Unicode killed the ASCII-art *
You do know that there were dozens of more advanced routing prototocols developed in between the IP being created and the internet becoming mainstream right ? The most common was X.25 - and frankly if an X.25 network was the Mona Lisa then IP was the drawing on your fridge that your 3-year old did in crayon.
Either you're joking or you're on crack. If you reversed your logic (i.e. calling x.25 inferior) it would make a LOT more sense. X.25 has basically no modularity whatsoever, and in fact was created before the OSI model was even a thing, which means that the number of things you can use it for and its overall scalability is shit. X.25 furthermore isn't at all analogous to IP because the whole thing much more closely resembles a layer 2 protocol, only it happens to specify some details that would in today's terms be considered layers 1 an d3. Also, because X.25 specifies what the physical layer looks like (which was unreliable as hell) the vast majority of the specification is all about error correction. It's also for this reason that it's slow as shit.
In fact, you know what technology replaced X.25? Frame relay. And frame relay was considered slow, so it was later replaced by MOE and MPLS.
All those massive privately owned large-scale networks (mostly country-wide) which prolifirated in the 1980s under various governments and corporations had their own routing protocols, most made IP look primitive.
IP probably looks primitive to you because, unlike everything else you mentioned, it only has one purpose: Facilitating the transfer of information between networks. That's it. Everything else is handled elsewhere in the OSI model. In fact if you care to notice, IPv6 is even less complex than IPv4. The simplicity is an advantage, not a drawback.
It may sound insurmountable to build an entirely new network on the same cables that replaces the internet with something better but it really isn't
Dude you really have no idea what the fuck you're even talking about. I shouldn't have even bothered replying the second I saw you advocate X.25 as being somehow superior, but I had already typed it by the time I read this.

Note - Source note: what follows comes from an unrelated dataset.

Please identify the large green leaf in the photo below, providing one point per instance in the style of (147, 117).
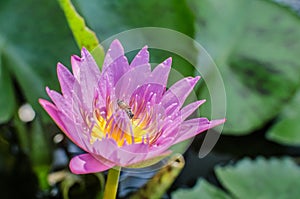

International relations are complex. In many ways the situation is one of a Hobbesian state-of-nature, where the only one you can trust is yourself. Under such conditions, it doesn't matter whether or not you understand what you might be giving up, it only matters that something is being given up as that necessarily weakens your relative position.
I don't think that's the right approach to this particular issue, but it is in others.
Were these websites on the local country's TLD or .com, .org, etc? .com and others are US property, when you start doing business on US property, you become subject to its laws. This will not change no matter who controls IANA and ICANN, as every country still has jurisdiction in its own TLDs.
APK likes to ask for responses to the same things over and over. Maybe he just likes the responses?